Juntas desarrollaron la estrategia de reclutar a mujeres millonarias (que pudieran invertir hasta US$ 1 millón cada una) para hacer programas piloto innovadores, aunque Roberts asegura que la organización “no es un club de mujeres ricas”.

Concentrarse en el capital privado fue estratégico: los inversores típicos tienen que ver resultados antes de colocar fondos en algo. “El dinero privado es menos opuesto al riesgo”, dice la princesa heredera. Esta libertad permitiría al colectivo apostar a ideas experimentales.

La princesa consultó la idea con Melinda Gates, que se sumó como co-presidenta a su organización. “Me pareció algo que podría inspirar a la gente”, explicó la mujer del fundador de Microsoft.

Pronto la Fundación Bill & Melinda Gates otorgó a PSI US$ 5 millones a lo largo de cinco años para hacer realidad esta noción.
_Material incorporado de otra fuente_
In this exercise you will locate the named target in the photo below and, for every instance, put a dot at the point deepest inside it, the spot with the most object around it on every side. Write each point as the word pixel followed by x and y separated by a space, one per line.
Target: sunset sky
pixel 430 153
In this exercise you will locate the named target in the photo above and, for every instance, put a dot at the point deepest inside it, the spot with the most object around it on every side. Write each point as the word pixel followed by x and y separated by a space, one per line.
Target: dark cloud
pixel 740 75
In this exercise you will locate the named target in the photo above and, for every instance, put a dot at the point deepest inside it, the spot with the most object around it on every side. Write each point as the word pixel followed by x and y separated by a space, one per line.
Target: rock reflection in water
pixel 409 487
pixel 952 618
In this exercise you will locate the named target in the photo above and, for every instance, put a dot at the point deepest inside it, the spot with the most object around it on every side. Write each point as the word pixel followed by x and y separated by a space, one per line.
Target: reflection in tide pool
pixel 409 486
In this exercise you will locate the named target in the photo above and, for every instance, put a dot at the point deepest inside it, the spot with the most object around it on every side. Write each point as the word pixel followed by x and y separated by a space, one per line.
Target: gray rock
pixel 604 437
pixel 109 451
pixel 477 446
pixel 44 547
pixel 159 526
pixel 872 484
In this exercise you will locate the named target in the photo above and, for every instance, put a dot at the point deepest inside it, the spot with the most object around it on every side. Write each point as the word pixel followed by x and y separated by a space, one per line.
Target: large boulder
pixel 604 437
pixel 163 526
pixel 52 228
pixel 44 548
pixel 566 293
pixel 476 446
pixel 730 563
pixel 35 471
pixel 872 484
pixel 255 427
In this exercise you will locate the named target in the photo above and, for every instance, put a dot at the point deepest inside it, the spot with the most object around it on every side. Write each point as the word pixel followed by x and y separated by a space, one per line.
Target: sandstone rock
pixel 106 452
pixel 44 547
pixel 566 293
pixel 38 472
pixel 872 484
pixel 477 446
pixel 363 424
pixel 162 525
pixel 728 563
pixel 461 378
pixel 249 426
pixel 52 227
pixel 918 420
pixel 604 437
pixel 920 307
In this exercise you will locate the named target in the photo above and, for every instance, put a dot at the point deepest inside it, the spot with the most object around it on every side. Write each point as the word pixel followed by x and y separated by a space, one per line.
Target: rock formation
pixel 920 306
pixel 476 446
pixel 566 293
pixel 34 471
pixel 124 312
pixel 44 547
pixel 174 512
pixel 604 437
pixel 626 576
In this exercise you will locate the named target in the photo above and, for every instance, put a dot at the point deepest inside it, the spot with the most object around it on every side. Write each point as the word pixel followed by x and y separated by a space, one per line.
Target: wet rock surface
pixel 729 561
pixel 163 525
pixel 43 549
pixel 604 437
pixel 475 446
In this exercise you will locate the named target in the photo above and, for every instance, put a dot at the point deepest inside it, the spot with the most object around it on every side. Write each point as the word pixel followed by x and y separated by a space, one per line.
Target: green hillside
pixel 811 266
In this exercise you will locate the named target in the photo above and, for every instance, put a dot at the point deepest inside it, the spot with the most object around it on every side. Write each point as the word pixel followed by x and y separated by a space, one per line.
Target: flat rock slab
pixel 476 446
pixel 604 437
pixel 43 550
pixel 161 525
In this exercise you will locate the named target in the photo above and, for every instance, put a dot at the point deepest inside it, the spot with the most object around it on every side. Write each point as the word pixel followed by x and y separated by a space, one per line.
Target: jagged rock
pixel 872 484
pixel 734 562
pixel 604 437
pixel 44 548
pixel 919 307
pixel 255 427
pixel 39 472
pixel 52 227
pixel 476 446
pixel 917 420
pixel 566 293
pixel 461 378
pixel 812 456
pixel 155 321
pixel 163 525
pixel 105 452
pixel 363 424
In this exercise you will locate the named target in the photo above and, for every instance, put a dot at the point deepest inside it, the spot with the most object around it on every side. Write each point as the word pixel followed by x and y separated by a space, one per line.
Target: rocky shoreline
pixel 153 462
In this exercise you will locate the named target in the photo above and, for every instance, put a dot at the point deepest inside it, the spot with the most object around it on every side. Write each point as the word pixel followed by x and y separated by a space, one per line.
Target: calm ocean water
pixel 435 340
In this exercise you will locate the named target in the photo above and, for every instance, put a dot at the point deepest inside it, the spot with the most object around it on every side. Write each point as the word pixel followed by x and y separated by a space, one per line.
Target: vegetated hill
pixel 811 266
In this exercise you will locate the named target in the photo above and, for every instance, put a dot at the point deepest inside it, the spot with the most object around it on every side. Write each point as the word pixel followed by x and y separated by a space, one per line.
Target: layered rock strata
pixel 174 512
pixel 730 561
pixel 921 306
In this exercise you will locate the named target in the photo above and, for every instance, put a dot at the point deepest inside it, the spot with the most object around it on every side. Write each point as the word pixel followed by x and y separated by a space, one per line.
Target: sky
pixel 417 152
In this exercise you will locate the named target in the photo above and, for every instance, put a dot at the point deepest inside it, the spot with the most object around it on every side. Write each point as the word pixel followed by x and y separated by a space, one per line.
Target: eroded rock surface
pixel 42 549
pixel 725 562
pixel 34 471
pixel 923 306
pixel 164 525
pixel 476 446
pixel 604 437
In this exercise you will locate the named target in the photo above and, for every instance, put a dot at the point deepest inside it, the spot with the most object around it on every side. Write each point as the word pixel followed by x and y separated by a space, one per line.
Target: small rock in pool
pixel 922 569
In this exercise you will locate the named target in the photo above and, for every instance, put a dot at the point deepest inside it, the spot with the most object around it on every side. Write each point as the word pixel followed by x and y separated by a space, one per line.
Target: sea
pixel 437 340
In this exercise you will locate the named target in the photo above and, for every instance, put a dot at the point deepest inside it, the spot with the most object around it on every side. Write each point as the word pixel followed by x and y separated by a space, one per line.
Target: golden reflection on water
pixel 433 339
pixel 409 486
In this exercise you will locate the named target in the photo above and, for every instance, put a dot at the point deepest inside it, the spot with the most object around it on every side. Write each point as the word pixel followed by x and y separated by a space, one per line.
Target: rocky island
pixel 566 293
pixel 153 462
Desde entonces, las fundadoras -14 mujeres de entre 26 y 72 años- han invertido US$ 19,8 millones de sus fondos personales en sus respectivos proyectos que abarcan a 13 países.

Las integrantes ayudan a diseñar y supervisar proyectos de tres años que prueban nuevos productos o servicios para niñas y mujeres en países en desarrollo. Si son exitosos, estos modelos son presentados como programas a mayor escala a donantes mayores de PSI, incluyendo la Fundación Gates y la Agencia de los Estados Unidos para el desarrollo Internacional. Hasta ahora el colectivo ha logrado atraer US$ 60 millones de recursos para planes de salud para niñas.

“Sabemos que la salud es lo más básico para superar la extrema pobreza”, dice Roberts. “Si una no está sana no puede estudiar ni trabajar. Es el centro de todo”. Las fundadoras fueron elegidas por Roberts y la princesa, y reclutadas individualmente.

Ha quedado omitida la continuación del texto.